Von Victoria Schmidt. Erstellt am 09. Juli 2020 (10:55)
Gemeindebund-Präsident Alfred Riedl und Finanzminister Gernot Blümel im Gespräch
BKA/Wenzel

Finanzminister Gernot Blümel (ÖVP) will mithilfe des Gemeindepakets "mit Schwung aus der Krise herausstarten", das betonte er im Rahmen eines Treffens mit dem niederösterreichischen Gemeindebund-Präsident Bürgermeister Alfred Riedl. 

Das Gemeindepaket in der Höhe von einer Milliarde Euro wurde im Mai beschlossen, um die weiterhin wichtige Investitionen vor Ort zu ermöglichen. Für jede Gemeinde in Österreich ist damit laut Regierung eine direkte Unterstützung vorgesehen. Die Richtlinien sind seit 1. Juli veröffentlicht.

Projekt-Liste wurde erweitert

Der Bund übernimmt bis zu 50 Prozent der Kosten für Projekte, die im Zeitraum von 1. Juni 2020 bis 31. Dezember 2021 begonnen werden. Auch für Projekte, die schon ab dem 1. Juni 2019 begonnen wurden, aber aufgrund der Corona-Krise ins Stocken gerieten, ist es möglich,  einen Zuschuss zu beantragen.

Die Aufteilung auf die einzelnen Gemeinden soll nach einem Mischschlüssel aus Einwohnerzahl und abgestuften Bevölkerungsschlüssel erfolgen und kann bereits seit 1. Juli von den Gemeinden bei der Buchhaltungsagentur des Bundes online beantragt werden. Eine Gemeinde mit rund 2.000 Einwohnern soll damit aus dem kommunalen Investitionsprogramm rund 209.000 Euro für Neu-Errichtungen, Sanierungen und Instandhaltungen erhalten.

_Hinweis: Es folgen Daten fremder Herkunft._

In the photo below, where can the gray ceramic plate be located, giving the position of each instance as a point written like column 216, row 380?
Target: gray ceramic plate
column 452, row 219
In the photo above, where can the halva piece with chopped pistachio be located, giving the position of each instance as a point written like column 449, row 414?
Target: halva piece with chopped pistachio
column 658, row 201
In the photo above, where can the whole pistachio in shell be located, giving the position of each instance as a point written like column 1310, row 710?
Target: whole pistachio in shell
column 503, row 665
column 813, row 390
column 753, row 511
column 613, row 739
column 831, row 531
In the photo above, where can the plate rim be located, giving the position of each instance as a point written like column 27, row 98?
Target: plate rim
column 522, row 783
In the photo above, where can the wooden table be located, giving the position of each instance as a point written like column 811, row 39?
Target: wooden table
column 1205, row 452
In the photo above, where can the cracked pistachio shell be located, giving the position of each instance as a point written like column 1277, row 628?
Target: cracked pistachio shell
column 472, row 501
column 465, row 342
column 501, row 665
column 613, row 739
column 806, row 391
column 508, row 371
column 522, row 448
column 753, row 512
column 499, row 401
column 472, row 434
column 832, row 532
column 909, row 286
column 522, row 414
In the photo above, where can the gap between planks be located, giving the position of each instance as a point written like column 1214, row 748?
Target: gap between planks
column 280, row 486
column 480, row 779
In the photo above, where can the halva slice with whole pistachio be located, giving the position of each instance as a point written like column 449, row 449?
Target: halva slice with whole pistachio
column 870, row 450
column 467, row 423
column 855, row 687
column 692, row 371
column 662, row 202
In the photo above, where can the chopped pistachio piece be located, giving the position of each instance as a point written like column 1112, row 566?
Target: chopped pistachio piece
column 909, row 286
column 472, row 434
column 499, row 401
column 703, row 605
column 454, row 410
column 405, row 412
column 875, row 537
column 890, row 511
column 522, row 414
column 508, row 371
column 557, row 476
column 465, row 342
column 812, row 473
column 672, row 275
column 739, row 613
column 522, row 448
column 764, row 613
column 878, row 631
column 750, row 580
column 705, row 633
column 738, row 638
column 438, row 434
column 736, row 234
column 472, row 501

Das Kommunalinvestitionsgesetz 2020 (KIG 2020) orientiert sich am Kommunalinvestitionsgesetz 2017 (KIG 2017). Die Liste der förderungswürdigen Projekte wurde dabei ausgeweitet, Förderungen werden nun auch rückwirkend ermöglicht.

Unter anderem bedeutet das 50 Prozent Finanzierungsanteil des Bundes bis zur maximalen Fördersumme pro Gemeinde gegenüber 25 Prozent im Rahmen des KIG 2017. Neben der Errichtung und Erweiterung werden zudem auch Sanierungen und Instandsetzungen im Rahmen des KIG 2020 mit Zweckzuschüssen bedacht. In Bezug auf die aktuelle Situation hat die Bundesregierung im Rahmen des KIG 2020 den Gemeinden außerdem die Option eröffnet bis zu drei Prozent der Mittel pro Gemeinde für die Sommerbetreuung 2020 verwenden zu können.

"Finanzschwache Gemeinden profitieren"

„Die Gemeinden sind ein wesentlicher Impulsgeber für die regionale Wirtschaft. Wir brauchen diese Investitionen im Ort und daher setzen wir gezielt Anreize für Wertschöpfung und Arbeitsplätze. Es ist wichtig, dass wir die Mittel und damit das Steuergeld, in der Krise sinnvoll investieren. In Summe nimmt der Bund eine Milliarde Euro in die Hand, um den Gemeinden die Umsetzung von Bauprojekten zu erleichtern“, versichert der Finanzminister.

Für Riedl ist das Gemeindepaket "das bisher größte Unterstützungspaket für die österreichischen Städte und Gemeinden". Er betont: "Mit dem Direktzuschuss können die Gemeinden als größte öffentliche Investoren weiterhin Aufträge vergeben und wichtige Projekte umsetzen."

Da zusätzlich zum Zuschuss des Bundes auch weitere Fördermittel von Bund und Ländern lukrieren seien, würden gerade auch finanzschwache Gemeinden profitieren können. "Wenn Bund, Länder und Gemeinden, wie beim Gemeindepaket an einem Strang ziehen, profitieren zig tausende Arbeitnehmer und die vielen kleinen und mittleren Unternehmen in allen Regionen unseres Landes“, betont Riedl weiter.